Assange, who denies all the accusations, says he believes that if he leaves the embassy British authorities could hand him over to the United States for prosecution based on WikiLeaks’ publication of classified documents.
Politicians and pundits in the US called for Assange to be prosecuted – or even assassinated – after WikiLeaks disseminated thousands of sensitive US diplomatic cables as well as a video of a 2007 attack that showed an American military helicopter crew killing a Reuters photographer and several other civilians in Iraq.
“I granted asylum to Julian Assange not because I agree with what he did, because I don’t agree at all, but because it was clear that he wouldn’t be guaranteed a fair trial, and there were even voices in the US that wanted to (prosecute him under a law) that would have implied the death penalty,” Correa said.
“The Ecuadorian government must protect him,” the ex-president said, stressing the importance of “acting in accordance with principles and values.”
Referring to the naturalization process, Correa said he was unaware of the “legal and technical details” but that he believed Assange’s years in the embassy, which is Ecuadorian territory, made him eligible for citizenship.
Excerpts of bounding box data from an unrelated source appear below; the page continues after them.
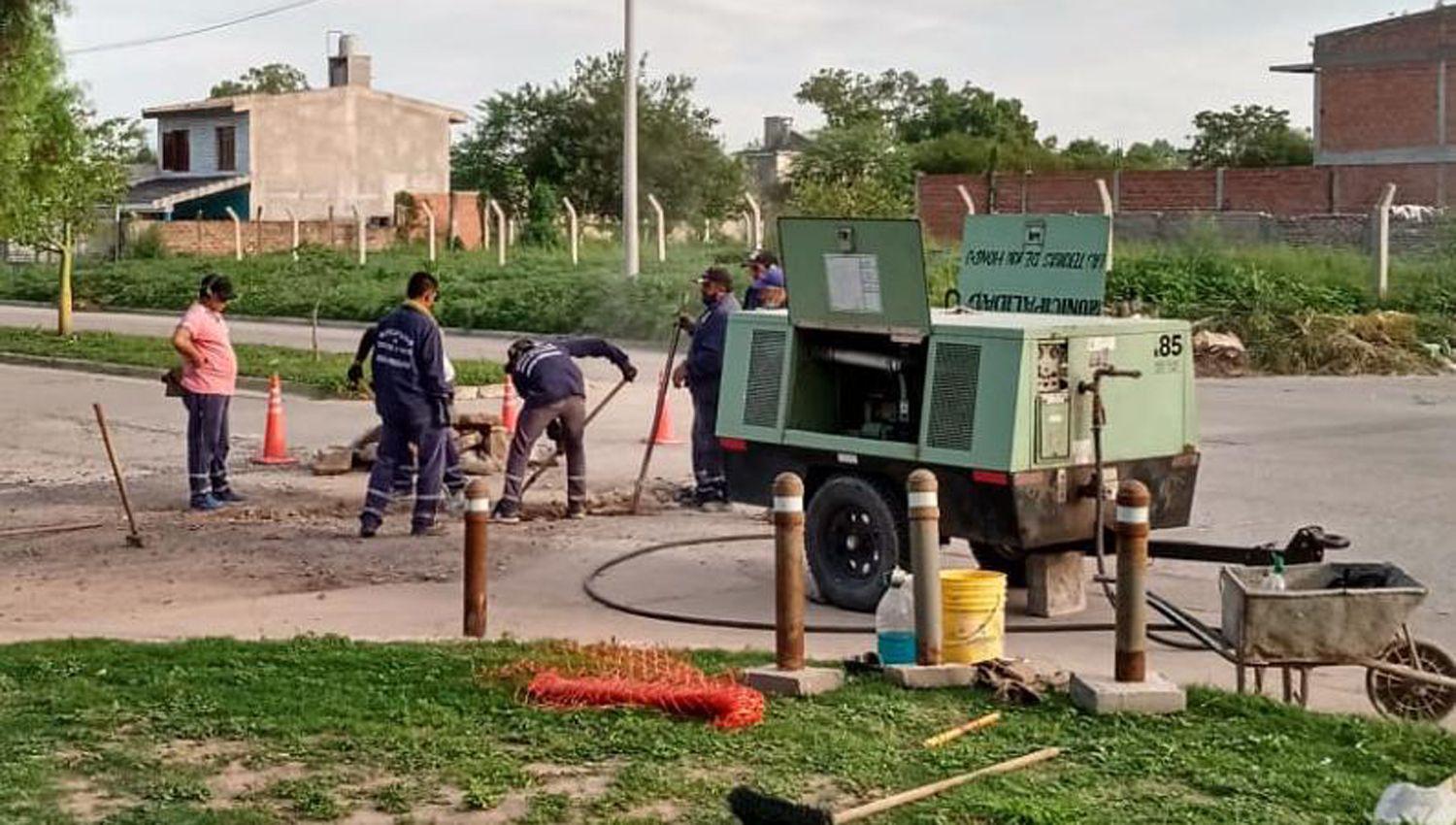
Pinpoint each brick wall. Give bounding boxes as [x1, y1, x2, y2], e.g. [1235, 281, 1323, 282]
[145, 221, 395, 256]
[916, 163, 1456, 240]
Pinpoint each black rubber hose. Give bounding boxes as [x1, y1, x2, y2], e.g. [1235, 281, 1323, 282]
[581, 533, 1182, 635]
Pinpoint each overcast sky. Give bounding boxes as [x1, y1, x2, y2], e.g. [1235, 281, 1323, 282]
[61, 0, 1426, 148]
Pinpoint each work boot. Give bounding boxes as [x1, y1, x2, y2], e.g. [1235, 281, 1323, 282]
[491, 501, 521, 524]
[446, 490, 466, 518]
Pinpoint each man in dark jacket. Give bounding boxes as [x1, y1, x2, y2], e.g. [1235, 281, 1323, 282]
[673, 266, 739, 510]
[491, 338, 637, 524]
[360, 272, 453, 539]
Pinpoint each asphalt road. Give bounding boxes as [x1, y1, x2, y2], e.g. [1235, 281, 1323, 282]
[0, 301, 1456, 708]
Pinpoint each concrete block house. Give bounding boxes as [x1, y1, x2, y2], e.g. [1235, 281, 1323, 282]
[122, 35, 466, 222]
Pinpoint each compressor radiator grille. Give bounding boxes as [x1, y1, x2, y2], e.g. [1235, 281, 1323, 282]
[926, 344, 981, 452]
[743, 329, 788, 428]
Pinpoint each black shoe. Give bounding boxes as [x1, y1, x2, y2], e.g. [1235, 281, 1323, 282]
[491, 502, 521, 524]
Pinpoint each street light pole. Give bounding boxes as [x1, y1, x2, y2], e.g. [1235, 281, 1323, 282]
[622, 0, 643, 278]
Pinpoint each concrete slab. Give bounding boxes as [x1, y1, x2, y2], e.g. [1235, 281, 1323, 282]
[743, 667, 844, 696]
[885, 665, 976, 690]
[1027, 550, 1088, 618]
[1071, 674, 1188, 716]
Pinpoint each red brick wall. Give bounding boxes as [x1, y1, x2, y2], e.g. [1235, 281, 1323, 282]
[1319, 62, 1439, 151]
[917, 164, 1456, 240]
[148, 221, 395, 256]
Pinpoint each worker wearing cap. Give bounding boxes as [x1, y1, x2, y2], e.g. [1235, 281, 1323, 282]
[743, 250, 788, 310]
[491, 338, 637, 524]
[360, 272, 454, 539]
[172, 274, 244, 512]
[673, 266, 739, 510]
[346, 324, 466, 515]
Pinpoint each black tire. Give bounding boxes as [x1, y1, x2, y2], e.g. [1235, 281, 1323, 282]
[804, 476, 910, 612]
[972, 542, 1027, 588]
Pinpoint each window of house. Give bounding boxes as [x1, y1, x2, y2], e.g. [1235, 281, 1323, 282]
[217, 126, 238, 172]
[162, 129, 192, 172]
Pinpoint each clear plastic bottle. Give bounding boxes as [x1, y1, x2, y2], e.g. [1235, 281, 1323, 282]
[1264, 553, 1289, 594]
[876, 569, 914, 665]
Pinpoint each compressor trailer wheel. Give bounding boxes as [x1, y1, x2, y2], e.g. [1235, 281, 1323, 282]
[1366, 633, 1456, 722]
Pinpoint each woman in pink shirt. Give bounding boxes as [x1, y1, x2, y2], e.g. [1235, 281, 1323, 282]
[172, 274, 244, 512]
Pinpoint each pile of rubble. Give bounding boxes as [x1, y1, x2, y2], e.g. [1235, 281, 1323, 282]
[311, 412, 515, 476]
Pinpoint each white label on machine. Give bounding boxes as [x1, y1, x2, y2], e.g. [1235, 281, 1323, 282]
[824, 254, 884, 314]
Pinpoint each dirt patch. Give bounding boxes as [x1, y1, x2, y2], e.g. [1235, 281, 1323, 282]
[207, 760, 309, 808]
[60, 777, 134, 822]
[526, 763, 622, 801]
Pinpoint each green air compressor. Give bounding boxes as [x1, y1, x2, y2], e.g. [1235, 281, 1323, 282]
[718, 215, 1199, 610]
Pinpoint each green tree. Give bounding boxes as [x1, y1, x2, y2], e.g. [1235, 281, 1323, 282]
[1188, 105, 1315, 169]
[795, 68, 1037, 144]
[207, 62, 309, 97]
[451, 52, 743, 225]
[0, 0, 142, 335]
[786, 120, 914, 216]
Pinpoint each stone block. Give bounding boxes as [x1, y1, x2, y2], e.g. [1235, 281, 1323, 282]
[1071, 674, 1188, 716]
[1027, 550, 1088, 618]
[743, 665, 844, 696]
[885, 665, 976, 690]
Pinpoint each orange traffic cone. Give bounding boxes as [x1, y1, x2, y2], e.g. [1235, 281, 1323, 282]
[501, 376, 520, 432]
[652, 374, 683, 444]
[253, 373, 299, 464]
Correa and Moreno have had a political falling-out in recent months, with the former accusing the current head of state of betraying his “citizens’ revolution,” aimed at achieving wealth distribution and other goals.
In the upcoming plebiscite, voters will be asked among other things whether they want to repeal a constitutional amendment backed by Correa that allows the indefinite re-election of presidents.
A “yes” vote on that question would effectively bar Correa from leading the country again.